In questo caso, oltre ad una fotografia al neon semplicemente clamorosa, a sorprendere è soprattutto il lavoro di sottrazione che viene fatto. L’esempio perfetto sono chiaramente le scene con Brian Cox, che interpreta Hannibal Lecktor (diventerà Lecter solo anni dopo) per la prima volta su grande schermo, 5 anni prima di Anthony Hopkins in Il Silenzio degli Innocenti di Jonathan Demme. Cox dà vita – a proposito – al miglior ruolo della propria carriera ma è incredibile come ogni scena con lui presente – solamente tre e con un minutaggio risicatissimo – sia scritta di sottrazione: stanza completamente spoglia, bianca, dove Cox è praticamente sempre solo ed al telefono. Incredibile. 

Collateral (2004)

Nel 2004 esce nelle sale uno dei più grandi film degli ultimi decenni. Due uomini, una corsa in taxi, una città. Non serve altro a Michael Mann per realizzare Collateral. Ciò che aveva già realizzato con la Chicago di Strade Violente, con questa Los Angeles Mann supera ogni limite, non solo per il modo in cui la dirige, ma anche e soprattutto per il fatto che la città stessa è un personaggio del film e Jamie Foxx – anche qui, miglior ruolo della carriera – ne è un’estensione. Tom Cruise poi è perfetto, glaciale, che stilisticamente ricorda il Will Graham di William Petersen in Manhunter e che qui raggiunge livelli che pochissime volte ha toccato in carriera, forse solamente con Eyes Wide Shut (che era poi diretto da Stanley Kubrick, dunque non proprio uno scappato di casa). 

 

Difficile descrivere un film come questo in poche parole, dunque basterebbe citare la scena nel locale jazz per sottolinearne la grandezza, come anche il finale stesso che tocca dei livelli di cinismo, consapevolezza e critica sociale semplicemente allucinante per quanto stupendo.

Heat – La Sfida (1995)

Ed eccoci qua, alla prima posizione.

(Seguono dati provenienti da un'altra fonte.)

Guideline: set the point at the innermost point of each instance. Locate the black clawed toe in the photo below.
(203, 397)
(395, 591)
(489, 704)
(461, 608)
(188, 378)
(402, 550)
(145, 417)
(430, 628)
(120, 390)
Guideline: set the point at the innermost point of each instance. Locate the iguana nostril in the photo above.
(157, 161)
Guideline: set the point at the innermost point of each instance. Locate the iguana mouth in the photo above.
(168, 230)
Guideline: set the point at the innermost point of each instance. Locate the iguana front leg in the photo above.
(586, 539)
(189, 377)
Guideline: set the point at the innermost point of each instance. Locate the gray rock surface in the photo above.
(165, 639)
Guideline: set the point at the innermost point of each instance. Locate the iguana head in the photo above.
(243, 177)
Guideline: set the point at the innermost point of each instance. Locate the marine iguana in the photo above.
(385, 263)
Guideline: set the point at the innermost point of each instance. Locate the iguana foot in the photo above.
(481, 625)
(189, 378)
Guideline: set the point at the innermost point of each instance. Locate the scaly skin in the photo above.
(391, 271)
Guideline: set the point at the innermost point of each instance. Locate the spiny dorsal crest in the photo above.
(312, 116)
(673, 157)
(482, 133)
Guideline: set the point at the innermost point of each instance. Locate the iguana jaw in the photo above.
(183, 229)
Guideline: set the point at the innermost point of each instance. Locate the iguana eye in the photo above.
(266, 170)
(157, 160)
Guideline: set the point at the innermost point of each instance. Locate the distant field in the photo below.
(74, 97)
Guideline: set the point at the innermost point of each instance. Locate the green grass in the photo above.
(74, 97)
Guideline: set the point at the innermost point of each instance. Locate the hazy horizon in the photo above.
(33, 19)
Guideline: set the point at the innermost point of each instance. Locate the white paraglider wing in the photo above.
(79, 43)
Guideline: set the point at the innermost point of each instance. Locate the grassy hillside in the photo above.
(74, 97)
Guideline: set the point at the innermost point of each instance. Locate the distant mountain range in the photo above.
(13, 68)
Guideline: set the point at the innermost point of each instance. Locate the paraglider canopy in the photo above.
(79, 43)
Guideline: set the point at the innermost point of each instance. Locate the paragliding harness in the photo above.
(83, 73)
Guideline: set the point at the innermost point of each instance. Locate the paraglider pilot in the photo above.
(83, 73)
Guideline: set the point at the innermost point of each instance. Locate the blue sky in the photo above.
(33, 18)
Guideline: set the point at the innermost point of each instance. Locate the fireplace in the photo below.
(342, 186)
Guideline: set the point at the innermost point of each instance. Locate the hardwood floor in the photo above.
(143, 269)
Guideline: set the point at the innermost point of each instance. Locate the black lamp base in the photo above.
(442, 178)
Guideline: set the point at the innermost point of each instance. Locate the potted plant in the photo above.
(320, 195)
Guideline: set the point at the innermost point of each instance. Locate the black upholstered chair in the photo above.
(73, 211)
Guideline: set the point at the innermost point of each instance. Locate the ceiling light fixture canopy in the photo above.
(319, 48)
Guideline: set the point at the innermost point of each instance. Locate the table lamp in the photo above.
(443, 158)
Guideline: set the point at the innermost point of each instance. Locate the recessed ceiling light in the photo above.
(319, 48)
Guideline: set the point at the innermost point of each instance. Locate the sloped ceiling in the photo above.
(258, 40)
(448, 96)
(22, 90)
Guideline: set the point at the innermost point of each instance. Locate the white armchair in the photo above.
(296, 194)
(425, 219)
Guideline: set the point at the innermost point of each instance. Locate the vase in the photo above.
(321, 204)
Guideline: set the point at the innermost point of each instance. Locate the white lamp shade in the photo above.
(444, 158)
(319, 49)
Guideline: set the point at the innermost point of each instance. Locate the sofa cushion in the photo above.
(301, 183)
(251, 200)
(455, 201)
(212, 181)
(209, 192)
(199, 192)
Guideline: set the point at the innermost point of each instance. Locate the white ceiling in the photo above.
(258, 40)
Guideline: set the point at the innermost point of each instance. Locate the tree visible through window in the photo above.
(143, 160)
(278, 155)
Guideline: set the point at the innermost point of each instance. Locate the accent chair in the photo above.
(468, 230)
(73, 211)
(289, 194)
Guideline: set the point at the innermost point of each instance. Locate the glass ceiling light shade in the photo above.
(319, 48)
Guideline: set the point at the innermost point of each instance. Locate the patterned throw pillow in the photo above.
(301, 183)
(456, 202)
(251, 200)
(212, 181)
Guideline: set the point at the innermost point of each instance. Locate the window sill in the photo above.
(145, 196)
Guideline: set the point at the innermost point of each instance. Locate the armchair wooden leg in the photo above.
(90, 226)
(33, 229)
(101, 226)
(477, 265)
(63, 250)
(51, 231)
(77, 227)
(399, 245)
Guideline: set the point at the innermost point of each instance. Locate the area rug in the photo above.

Ripetendo come non si tratti chiaramente di una classifica oggettiva – perché non ne esistono – la scelta ricade su Heat – La Sfida, del 1995. Scelta in realtà forse scontata, visto che è il film simbolo di Michael Mann, quello che tutti conoscono e che tutti associano al regista di Chicago. Eppure, in questo caso, non si tratta solamente di fama, ma di un mix di tanti elementi tra cui, chiaramente, la qualità generale dell’opera. 

 

Stiamo parlando del primo film della storia – ed unico insieme a The Irishman di Martin Scorsese – in cui Al Pacino e Robert De Niro recitano insieme, con la scena nella tavola calda che è diventata immediatamente simbolo del film, scena che raggiunge dei picchi di grandezza incredibili e che cita anche Sei solo, Agente Vincent, film diretto dallo stesso Michael Mann nel 1989. Oltre a due colossi come loro, è però importante citare anche l’interpretazione di Val Kilmer, che ai tempi era una star assoluta ma che, col passare degli anni e complice la sua brutta malattia, è purtroppo sparito dalle scene. È dunque importante citarlo perché ci regala un’interpretazione clamorosa, la migliore della sua carriera (strano). Heat – La Sfida è dunque uno dei tanti capolavori di Michael Mann ma il suo film simbolo, dunque non poteva non trovarsi in prima posizione.